HISTOIRE DES JEUX

Histoire
Miniature montrant deux chevaliers, un musulman et un chrétien, jouant aux échecs.
XIIIe siècle ( Bibliothèque du monastèrede El Escorial, Espagne)

LES ECHECS


♦ HISTOIRE



C'est à partir de l'an 600 que l'on trouve une trace du jeu d'échecs.
D'origine indo-persanne, ce sont les arabes qui diffuseront le jeu dans le monde à travers les voies commerciales puis l'expansion de l'empire musulman.
C'est ainsi par l'Espagne et notamment l'Andalousie que ce jeu fut connu en Europe.
(mais aussi par l'Italie, le jeu fut aussi diffusé vers les pays d'Europe de l'Est)
A la renaissance, des modifications apparaissent, comme la reine qui devient la pièce la plus puissante, rendant ainsi inutilisables les règles arabes.
Ce jeu n'a connu aucune modification majeure depuis le XVIIe siècle.


♦ ETYMOLOGIE du mot Echec



- " Dictionnaire des mots français d'origine arabe", de Salah Guemriche, Ed du Seuil, 2007, p 348 :

" Du persan, passé à l'arabe "shâh". La forme "échec" vient de la contraction en "é" de l'article "al" dans "al-shâh" prononcé" ash-shah", par agglutination du l, comme dans "al cheikh : ach-cheik".
A cet endroit, j'ajoute : En arabe, les consonnes qui assimilent le lâm de l'article sont dites "lettres solaires". Ce sont toutes des "coronales" c'est-à-dire des consonnes dont la réalisation fait intervenir la pointe de la langue.
Le Shâh signifie roi en perse et le cheikh signifie ici le chef en arabe, le sens générique de cheikh étant le maître, guide spirituel associé à l'idée de vieillard et de sage.
Salah Guemriche poursuit : "en outre, le C final est peut-être du à un croisement de ce mot avec l'ancien français Eschec : butin. Dans les pays arabes, le jeu se dit Chipran'dj, du nom de son inventeur, philosophe et mathématicien persan Schatrenscha..."

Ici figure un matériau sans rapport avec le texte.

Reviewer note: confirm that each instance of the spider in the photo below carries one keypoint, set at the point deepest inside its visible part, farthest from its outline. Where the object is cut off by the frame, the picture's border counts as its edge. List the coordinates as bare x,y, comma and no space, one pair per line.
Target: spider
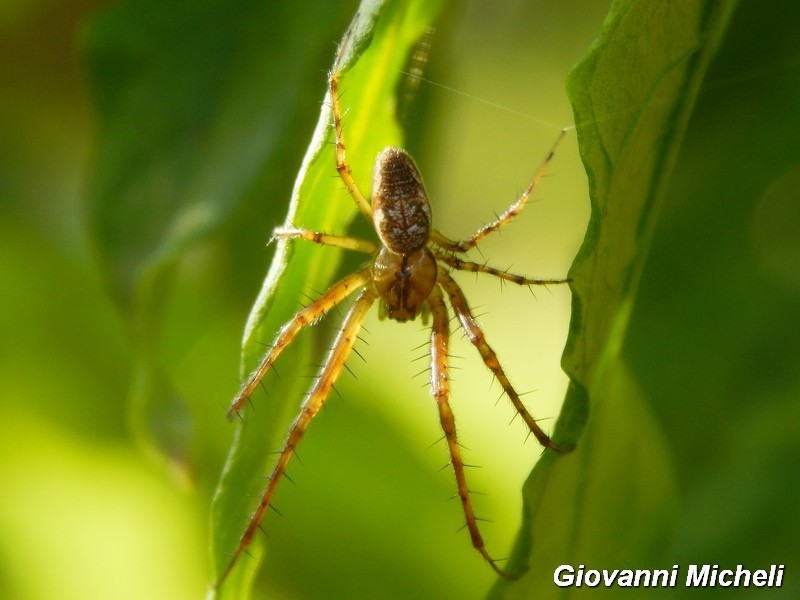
408,275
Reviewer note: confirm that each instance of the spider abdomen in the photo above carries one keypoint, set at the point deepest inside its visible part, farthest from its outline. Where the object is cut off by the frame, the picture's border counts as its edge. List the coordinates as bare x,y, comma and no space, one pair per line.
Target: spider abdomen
400,208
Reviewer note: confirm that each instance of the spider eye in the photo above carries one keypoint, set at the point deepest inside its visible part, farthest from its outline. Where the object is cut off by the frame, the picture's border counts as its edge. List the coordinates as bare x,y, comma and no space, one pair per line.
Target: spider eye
404,281
401,212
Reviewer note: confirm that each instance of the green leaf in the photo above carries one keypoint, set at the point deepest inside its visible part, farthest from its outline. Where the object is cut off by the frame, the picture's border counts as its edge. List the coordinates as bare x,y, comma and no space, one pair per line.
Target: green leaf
611,501
196,105
381,38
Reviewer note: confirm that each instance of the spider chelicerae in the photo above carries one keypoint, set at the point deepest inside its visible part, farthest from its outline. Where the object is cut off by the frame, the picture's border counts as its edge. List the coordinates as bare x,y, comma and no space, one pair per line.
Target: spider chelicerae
408,275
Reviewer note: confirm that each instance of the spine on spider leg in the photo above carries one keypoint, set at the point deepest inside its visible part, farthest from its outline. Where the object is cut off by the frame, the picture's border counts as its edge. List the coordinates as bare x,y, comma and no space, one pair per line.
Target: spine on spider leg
307,316
315,399
440,389
478,339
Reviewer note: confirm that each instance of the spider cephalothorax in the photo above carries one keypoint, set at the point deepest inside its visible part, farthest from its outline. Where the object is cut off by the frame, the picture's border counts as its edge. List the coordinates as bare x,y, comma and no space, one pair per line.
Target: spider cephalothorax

Le terme "échec et mat" vient de l'arabe (ash'aah maat-a-) qui se traduit par "le roi est mort".
Cependant, l'expression semble préalablement issue du persan sāh māta, c'est-à-dire "le roi est étonné".
-Selon " The Barnhart Dictionary of Etymology", il y aurait eu une confusion entre l'arabe mata "mort" et le persan mat "étonné".
Shah mat signifierait alors plutôt "le roi est sans défense", le roi étant la seule pièce à ne pas être "tuée", mais à se rendre (la pièce est alors couchée).
Les deux étymologies sont cependant simultanément compatibles puisqu'un roi sans défense est donc étonné et se rend finalement.

- " Dictionnaire étymologique de la langue françoise" édité en 1750, de Gilles Ménage (1613-1692), Source Gallica, bibliothèque nationale de France, 5 pages consacrées aux échecs (p502 -> 506, tome1) :

Ecrit en vieux français, Gilles Ménage a recherché partout les origines de ce mot, à travers le latin, le grec, l'allemand, le perse, ... pour arriver en conclusion p 506 : "Je crois pouvoir conclure de tout cela, que les mots échecs, et échec et mat, ont véritablement leur première origine dans la langue persanne et non dans aucune autre langue."
Notons qu'il écrit p 503 : "Joannes Fabricius, p 144, dans son spécimen Arabicum, en attribue l'invention à un célèbre philosophe et mathématicien persan Schatrenscha" qui a donné son nom au jeu.
(Johannes Fabricius (1587-1617) est un astronome allemand qui a découvert les taches solaires. A également étudié la philosophie, la médecine mais aussi la grammaire, la dialectique et la rhétorique, ainsi que la géométrie, la chronologie et la physique. Membre de l'académie royale des sciences de Prusse.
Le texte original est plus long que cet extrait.